Ostatni raz żaglowce gościły w Świnoujściu w 2007 r. przy okazji finału The Tall Ships' Races
Fot. Dariusz GORAJSKI / AG
Organizatorzy regat poinformowali wczoraj o tym władze miasta.
- To szansa na wielką międzynarodową promocję miasta i portu - cieszy się prezydent Janusz Żmurkiewicz i zapewnia, że miasto tej okazji nie zmarnuje.
Regaty odbędą się od 18 lipca do 1 sierpnia. Do Świnoujścia żeglarze przypłyną 29 lipca, by następnego dnia wystartować do ostatniego etapu Świnoujście-Trawemunde.
Szansa na goszczenie w Świnoujściu międzynarodowej ekipy żeglarskiej otworzyła się w ubiegłym roku wraz z przystąpieniem miasta do międzynarodowej organizacji żeglarskiej Baltic Sail Association.
Nic jednak nie wskazywało na to, że już rok później miasto gościć może uczestników regat.
- Ideą tej imprezy jest, by co roku żeglarze mieli szansę poznać nowe miejsca - tłumaczy "Gazecie" Allan Green, organizator regat.
- Jesteśmy pod wrażeniem tego miejsca - podkreśla Green, który odwiedził Świnoujście. - Przestrzeń portu, bezpieczne, szerokie wejście, otoczenie pięknej bałtyckiej przyrody.
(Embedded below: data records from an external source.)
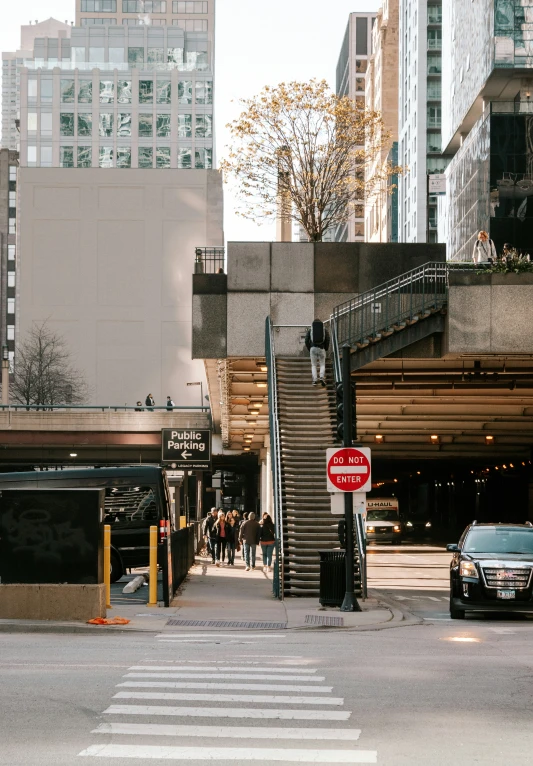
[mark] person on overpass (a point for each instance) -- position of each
(317, 343)
(249, 535)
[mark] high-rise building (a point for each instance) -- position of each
(352, 67)
(488, 123)
(382, 96)
(420, 115)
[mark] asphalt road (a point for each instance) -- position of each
(433, 694)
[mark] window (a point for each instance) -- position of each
(105, 127)
(162, 157)
(67, 91)
(184, 125)
(66, 156)
(146, 122)
(204, 126)
(184, 157)
(124, 92)
(189, 6)
(46, 156)
(98, 6)
(135, 56)
(203, 158)
(106, 157)
(107, 91)
(84, 156)
(204, 92)
(146, 91)
(85, 124)
(185, 92)
(124, 125)
(123, 157)
(66, 123)
(163, 125)
(146, 157)
(163, 92)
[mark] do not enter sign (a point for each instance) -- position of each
(349, 469)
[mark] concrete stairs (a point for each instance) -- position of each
(307, 424)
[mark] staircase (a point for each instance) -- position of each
(306, 422)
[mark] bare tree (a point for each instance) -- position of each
(300, 145)
(44, 374)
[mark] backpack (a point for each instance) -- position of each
(317, 333)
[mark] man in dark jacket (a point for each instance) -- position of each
(249, 535)
(317, 343)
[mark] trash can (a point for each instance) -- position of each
(332, 577)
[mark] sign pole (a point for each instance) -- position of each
(350, 602)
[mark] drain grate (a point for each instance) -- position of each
(332, 622)
(228, 624)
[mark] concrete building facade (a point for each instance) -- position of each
(351, 75)
(382, 96)
(106, 258)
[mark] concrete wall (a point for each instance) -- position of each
(106, 256)
(490, 314)
(293, 283)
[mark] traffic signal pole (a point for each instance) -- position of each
(350, 603)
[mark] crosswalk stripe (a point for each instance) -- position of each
(216, 712)
(266, 698)
(202, 669)
(219, 754)
(222, 676)
(226, 686)
(228, 732)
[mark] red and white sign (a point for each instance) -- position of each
(348, 469)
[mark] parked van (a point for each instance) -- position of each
(136, 498)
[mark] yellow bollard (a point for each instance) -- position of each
(107, 565)
(152, 601)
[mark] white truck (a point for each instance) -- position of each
(382, 520)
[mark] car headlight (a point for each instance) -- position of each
(468, 569)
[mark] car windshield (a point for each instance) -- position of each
(499, 540)
(382, 515)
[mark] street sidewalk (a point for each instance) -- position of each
(219, 598)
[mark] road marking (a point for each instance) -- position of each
(223, 676)
(227, 732)
(226, 686)
(267, 698)
(216, 712)
(219, 754)
(202, 669)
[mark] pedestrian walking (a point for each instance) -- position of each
(209, 534)
(484, 249)
(317, 343)
(249, 535)
(268, 540)
(231, 540)
(221, 529)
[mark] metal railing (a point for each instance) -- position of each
(209, 260)
(275, 451)
(391, 306)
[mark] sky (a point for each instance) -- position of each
(257, 43)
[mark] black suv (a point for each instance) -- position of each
(491, 569)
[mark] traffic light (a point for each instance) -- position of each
(340, 411)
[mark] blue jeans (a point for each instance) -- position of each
(249, 554)
(268, 550)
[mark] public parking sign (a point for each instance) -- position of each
(186, 448)
(348, 469)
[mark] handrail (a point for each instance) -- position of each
(275, 450)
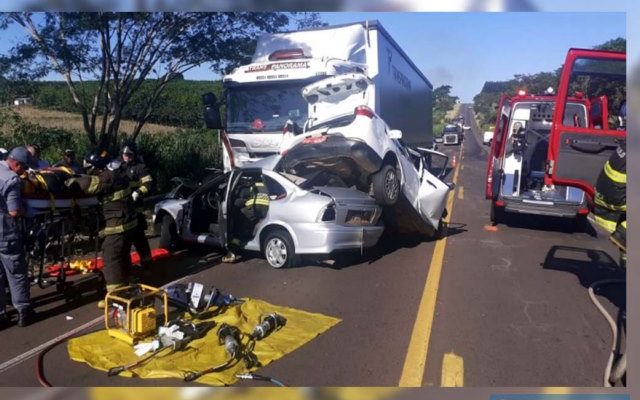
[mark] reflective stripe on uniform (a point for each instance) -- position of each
(115, 196)
(616, 176)
(606, 224)
(112, 230)
(599, 201)
(94, 182)
(261, 199)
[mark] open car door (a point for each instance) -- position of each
(577, 154)
(432, 194)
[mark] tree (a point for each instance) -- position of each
(123, 50)
(617, 44)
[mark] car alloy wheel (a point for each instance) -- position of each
(276, 253)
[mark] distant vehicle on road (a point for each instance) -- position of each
(452, 134)
(486, 138)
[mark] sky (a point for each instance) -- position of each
(465, 50)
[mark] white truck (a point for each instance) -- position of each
(264, 99)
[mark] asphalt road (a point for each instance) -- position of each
(507, 309)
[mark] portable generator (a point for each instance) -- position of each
(131, 314)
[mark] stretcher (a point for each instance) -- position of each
(57, 228)
(83, 266)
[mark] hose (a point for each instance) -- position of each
(612, 325)
(260, 378)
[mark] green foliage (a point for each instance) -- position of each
(185, 153)
(123, 62)
(179, 105)
(617, 44)
(443, 101)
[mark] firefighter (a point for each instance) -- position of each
(109, 181)
(140, 181)
(610, 200)
(253, 204)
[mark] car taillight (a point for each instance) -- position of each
(365, 111)
(314, 139)
(329, 213)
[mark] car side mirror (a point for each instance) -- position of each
(211, 111)
(395, 134)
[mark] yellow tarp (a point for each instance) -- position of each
(346, 393)
(103, 352)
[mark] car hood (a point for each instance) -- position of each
(339, 194)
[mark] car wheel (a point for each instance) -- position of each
(279, 250)
(168, 233)
(386, 186)
(496, 214)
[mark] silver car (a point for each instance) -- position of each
(313, 214)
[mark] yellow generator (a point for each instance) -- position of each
(130, 312)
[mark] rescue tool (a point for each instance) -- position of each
(175, 340)
(231, 338)
(130, 312)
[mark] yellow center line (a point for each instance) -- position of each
(452, 371)
(416, 358)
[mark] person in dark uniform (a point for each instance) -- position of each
(12, 251)
(610, 200)
(110, 183)
(140, 181)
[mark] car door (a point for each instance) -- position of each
(577, 154)
(432, 195)
(187, 211)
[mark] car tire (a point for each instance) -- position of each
(279, 250)
(386, 186)
(496, 214)
(168, 233)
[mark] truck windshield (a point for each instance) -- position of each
(265, 108)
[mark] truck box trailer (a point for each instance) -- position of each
(265, 96)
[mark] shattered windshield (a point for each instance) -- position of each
(265, 108)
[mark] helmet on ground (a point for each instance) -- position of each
(97, 160)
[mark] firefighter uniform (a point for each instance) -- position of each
(111, 186)
(610, 200)
(140, 182)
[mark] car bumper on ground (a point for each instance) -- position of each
(547, 208)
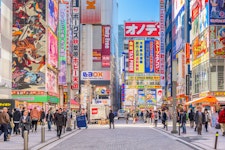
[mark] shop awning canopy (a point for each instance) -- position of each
(207, 99)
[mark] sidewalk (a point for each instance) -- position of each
(205, 141)
(16, 142)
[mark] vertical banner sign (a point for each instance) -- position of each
(157, 57)
(152, 56)
(75, 45)
(142, 56)
(136, 56)
(131, 57)
(62, 44)
(106, 46)
(162, 44)
(147, 56)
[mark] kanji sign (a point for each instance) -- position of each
(141, 29)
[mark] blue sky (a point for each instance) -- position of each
(138, 10)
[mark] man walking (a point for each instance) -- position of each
(4, 121)
(59, 120)
(221, 120)
(199, 120)
(111, 119)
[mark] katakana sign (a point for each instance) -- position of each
(141, 29)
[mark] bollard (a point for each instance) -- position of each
(216, 140)
(42, 134)
(25, 135)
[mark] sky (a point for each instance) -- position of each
(138, 10)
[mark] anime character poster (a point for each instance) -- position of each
(216, 12)
(53, 10)
(217, 41)
(52, 49)
(28, 45)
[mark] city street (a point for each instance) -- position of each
(124, 136)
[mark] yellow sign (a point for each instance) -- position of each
(145, 86)
(200, 60)
(157, 78)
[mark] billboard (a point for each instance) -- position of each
(139, 56)
(90, 12)
(157, 57)
(28, 46)
(52, 49)
(131, 56)
(141, 29)
(216, 12)
(52, 85)
(53, 11)
(95, 75)
(217, 41)
(106, 46)
(152, 56)
(178, 32)
(147, 56)
(75, 45)
(97, 55)
(62, 44)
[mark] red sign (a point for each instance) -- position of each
(131, 57)
(94, 111)
(142, 29)
(157, 57)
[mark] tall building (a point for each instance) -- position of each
(5, 52)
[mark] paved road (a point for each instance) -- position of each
(126, 137)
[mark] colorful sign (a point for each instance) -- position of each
(131, 56)
(91, 12)
(216, 12)
(76, 46)
(141, 29)
(53, 11)
(52, 49)
(28, 46)
(157, 57)
(106, 46)
(152, 56)
(95, 75)
(62, 44)
(52, 85)
(97, 55)
(147, 56)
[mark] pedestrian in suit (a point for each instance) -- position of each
(111, 119)
(25, 122)
(199, 120)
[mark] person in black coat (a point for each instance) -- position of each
(60, 122)
(111, 119)
(16, 120)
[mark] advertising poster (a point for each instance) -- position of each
(28, 46)
(200, 45)
(142, 29)
(178, 30)
(203, 19)
(157, 56)
(216, 12)
(147, 56)
(217, 41)
(53, 11)
(106, 46)
(62, 44)
(91, 12)
(152, 56)
(52, 49)
(131, 57)
(52, 86)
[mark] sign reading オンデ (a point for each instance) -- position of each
(141, 29)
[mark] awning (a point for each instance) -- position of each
(207, 99)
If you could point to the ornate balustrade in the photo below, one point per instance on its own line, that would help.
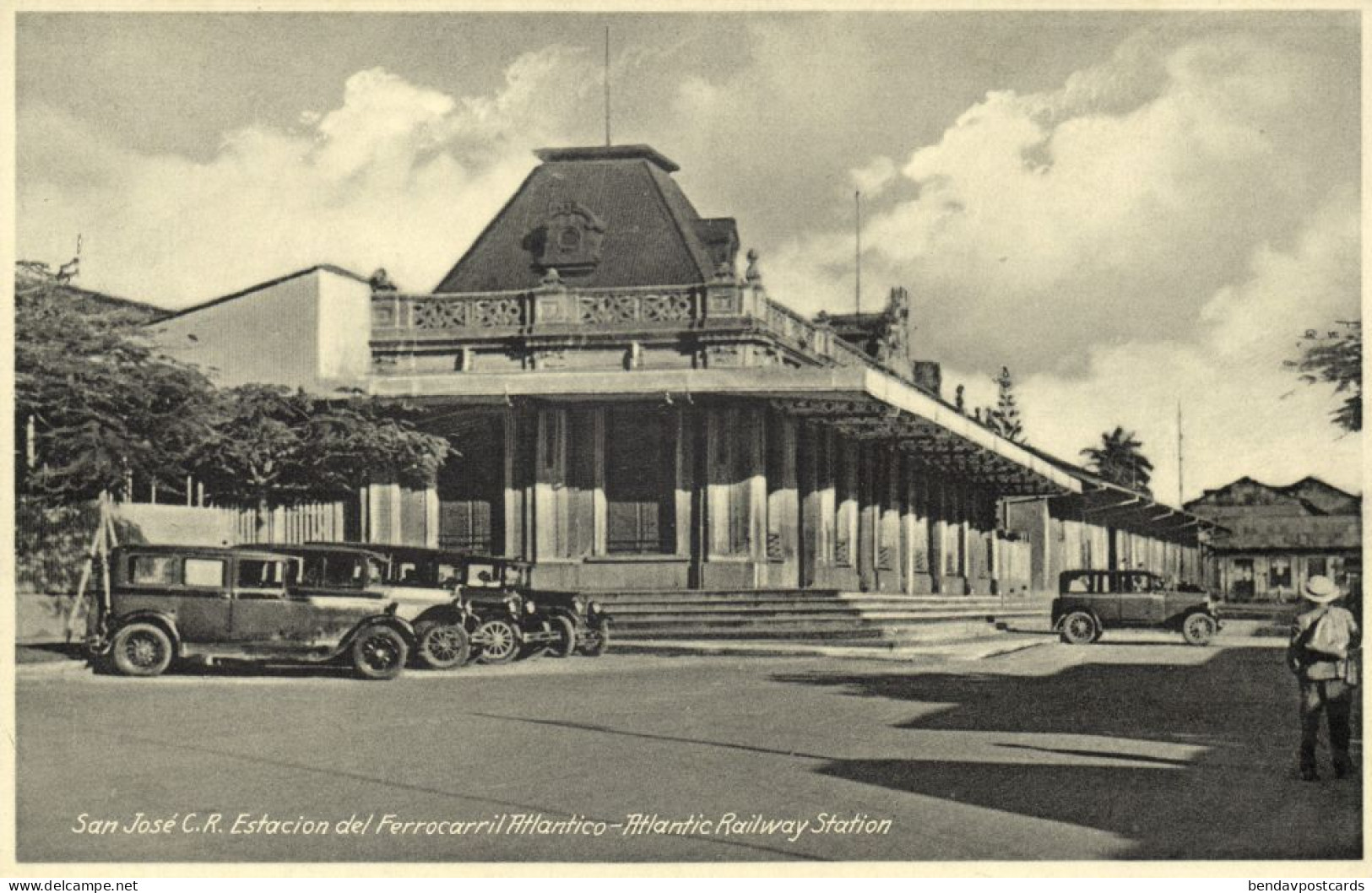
(399, 317)
(405, 316)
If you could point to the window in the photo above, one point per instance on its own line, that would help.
(153, 570)
(340, 571)
(204, 572)
(1279, 574)
(483, 575)
(261, 574)
(641, 482)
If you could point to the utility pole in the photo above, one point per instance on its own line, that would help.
(607, 85)
(858, 257)
(1180, 478)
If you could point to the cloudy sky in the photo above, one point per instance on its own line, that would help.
(1125, 208)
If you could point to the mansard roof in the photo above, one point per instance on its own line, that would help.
(641, 228)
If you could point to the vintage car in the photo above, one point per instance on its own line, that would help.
(1093, 601)
(171, 603)
(509, 619)
(516, 619)
(441, 619)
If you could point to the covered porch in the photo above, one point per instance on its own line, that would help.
(718, 479)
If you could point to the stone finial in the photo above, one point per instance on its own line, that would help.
(380, 280)
(753, 273)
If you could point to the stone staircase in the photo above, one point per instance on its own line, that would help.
(827, 618)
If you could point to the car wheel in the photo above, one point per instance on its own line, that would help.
(500, 642)
(442, 645)
(1198, 629)
(566, 645)
(379, 652)
(1079, 629)
(599, 641)
(142, 649)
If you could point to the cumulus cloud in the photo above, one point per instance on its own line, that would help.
(1242, 409)
(1161, 226)
(1158, 230)
(1110, 208)
(395, 176)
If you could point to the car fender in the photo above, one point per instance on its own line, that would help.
(442, 614)
(1062, 614)
(1180, 618)
(386, 620)
(158, 618)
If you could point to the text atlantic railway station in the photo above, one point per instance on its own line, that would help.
(504, 823)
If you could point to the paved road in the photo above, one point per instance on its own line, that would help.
(1142, 750)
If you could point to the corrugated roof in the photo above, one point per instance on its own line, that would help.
(250, 290)
(653, 235)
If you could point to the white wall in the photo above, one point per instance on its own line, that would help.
(309, 331)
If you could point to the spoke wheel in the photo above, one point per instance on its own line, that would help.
(1079, 629)
(142, 649)
(443, 645)
(1198, 629)
(599, 641)
(500, 642)
(379, 653)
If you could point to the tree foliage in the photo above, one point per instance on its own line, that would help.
(1120, 460)
(102, 403)
(1335, 357)
(274, 447)
(1005, 419)
(106, 406)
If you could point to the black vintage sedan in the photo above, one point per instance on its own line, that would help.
(1093, 601)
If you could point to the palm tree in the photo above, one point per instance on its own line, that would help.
(1120, 460)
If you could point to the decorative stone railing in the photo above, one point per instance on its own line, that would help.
(401, 317)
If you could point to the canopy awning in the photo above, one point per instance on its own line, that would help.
(862, 402)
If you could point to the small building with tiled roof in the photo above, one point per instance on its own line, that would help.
(1277, 537)
(1106, 527)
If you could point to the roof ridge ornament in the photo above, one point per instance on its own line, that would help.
(753, 274)
(571, 237)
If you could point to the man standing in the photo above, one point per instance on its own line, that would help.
(1323, 640)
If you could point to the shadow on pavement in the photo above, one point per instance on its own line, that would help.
(1236, 798)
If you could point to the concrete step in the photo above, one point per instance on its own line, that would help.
(830, 605)
(873, 636)
(729, 618)
(827, 616)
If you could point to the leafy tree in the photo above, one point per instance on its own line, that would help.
(1335, 357)
(1005, 419)
(1120, 460)
(95, 402)
(274, 447)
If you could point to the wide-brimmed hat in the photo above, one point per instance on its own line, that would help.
(1320, 590)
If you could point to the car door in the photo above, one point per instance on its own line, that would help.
(267, 618)
(1141, 600)
(203, 603)
(1104, 598)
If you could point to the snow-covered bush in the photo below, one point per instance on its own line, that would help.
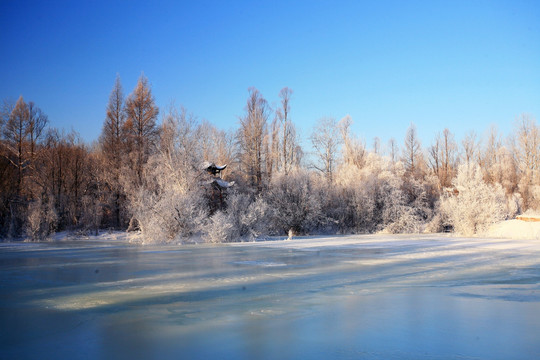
(473, 205)
(170, 205)
(243, 219)
(294, 203)
(42, 219)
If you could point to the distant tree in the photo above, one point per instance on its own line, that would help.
(16, 134)
(354, 150)
(393, 150)
(412, 153)
(141, 129)
(526, 150)
(475, 205)
(288, 142)
(113, 147)
(326, 141)
(443, 157)
(470, 147)
(253, 137)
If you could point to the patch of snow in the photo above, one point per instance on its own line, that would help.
(515, 229)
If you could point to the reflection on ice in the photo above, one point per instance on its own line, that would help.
(343, 297)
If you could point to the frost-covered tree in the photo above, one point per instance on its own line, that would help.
(140, 126)
(243, 219)
(473, 205)
(113, 148)
(253, 138)
(412, 156)
(326, 141)
(526, 151)
(443, 158)
(295, 206)
(169, 204)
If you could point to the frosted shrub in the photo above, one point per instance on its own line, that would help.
(243, 219)
(294, 203)
(474, 205)
(169, 206)
(42, 219)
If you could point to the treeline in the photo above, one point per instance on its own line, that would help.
(146, 175)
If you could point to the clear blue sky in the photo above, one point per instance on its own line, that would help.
(457, 64)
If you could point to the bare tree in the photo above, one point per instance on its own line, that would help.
(527, 144)
(16, 134)
(470, 147)
(140, 125)
(393, 149)
(326, 141)
(443, 157)
(354, 150)
(412, 152)
(112, 145)
(252, 138)
(289, 142)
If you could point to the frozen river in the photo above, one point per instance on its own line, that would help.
(351, 297)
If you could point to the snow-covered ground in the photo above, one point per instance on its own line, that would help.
(516, 229)
(349, 297)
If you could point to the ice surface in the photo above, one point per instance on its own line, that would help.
(371, 297)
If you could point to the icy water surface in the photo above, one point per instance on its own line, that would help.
(357, 297)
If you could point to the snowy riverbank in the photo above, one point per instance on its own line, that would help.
(341, 297)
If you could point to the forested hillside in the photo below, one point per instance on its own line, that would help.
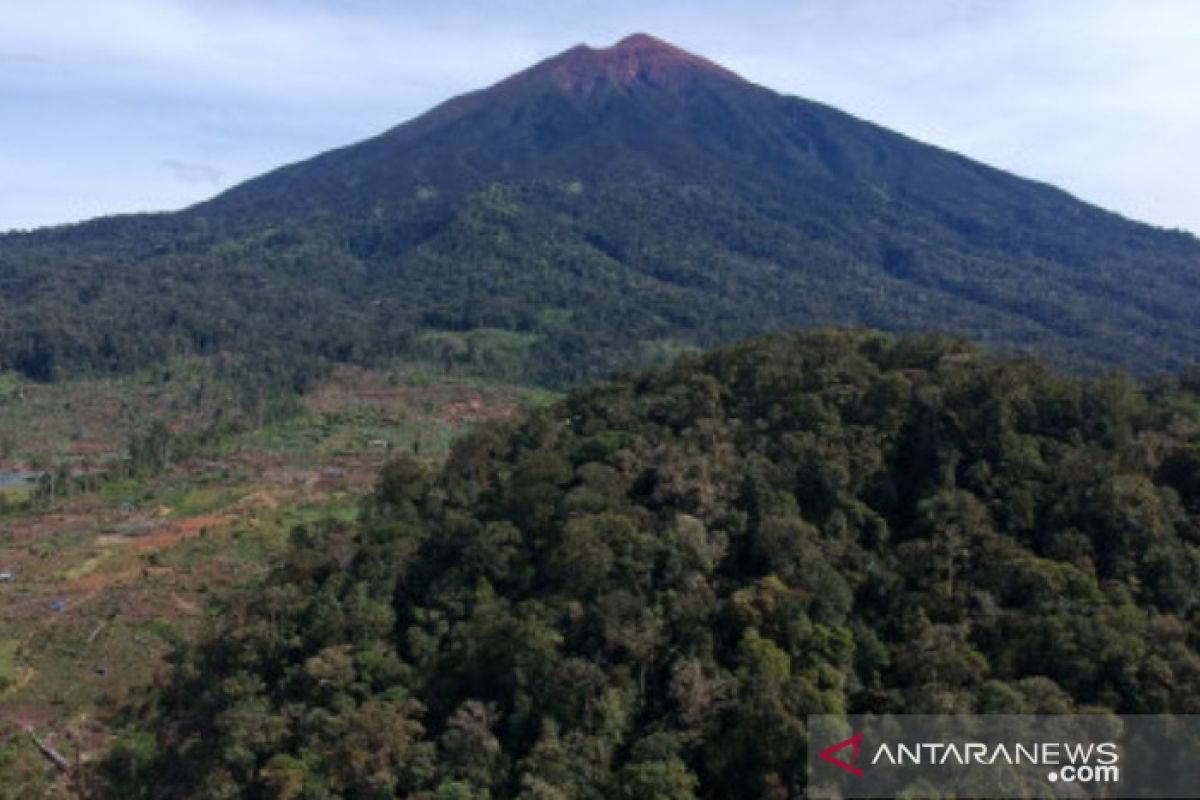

To wszystko zdecydowało o wyborze.
Świnoujście deklaruje zorganizowanie imprez towarzyszących, ale także ma nadzieję na efekt promocyjny i wymierne korzyści dla handlarzy, gastronomików i całej branży turystycznej.
Ile jachtów może pojawić się w Świnoujściu? W tej chwili potwierdzony jest udział 50 jednostek w regatach. Zapisy cały czas trwają. W ubiegłym roku startowało ponad 70 jednostek klasy B, C i D (klasa "B" to 30-, 40-metrowe żaglowce).
Pod wspólnym szyldem Baltic Sail, od 1997 r. organizowane są przez miasta-sygnatariuszy tego porozumienia różne imprezy i wydarzenia żeglarskie. Związek tworzą miasta: Halstad i Karlskorona (Szwecja), Kłajpeda (Litwa), Lubeka, Rostock i Trawemunde (Niemcy) oraz Helsingore (Dania) i Gdańsk.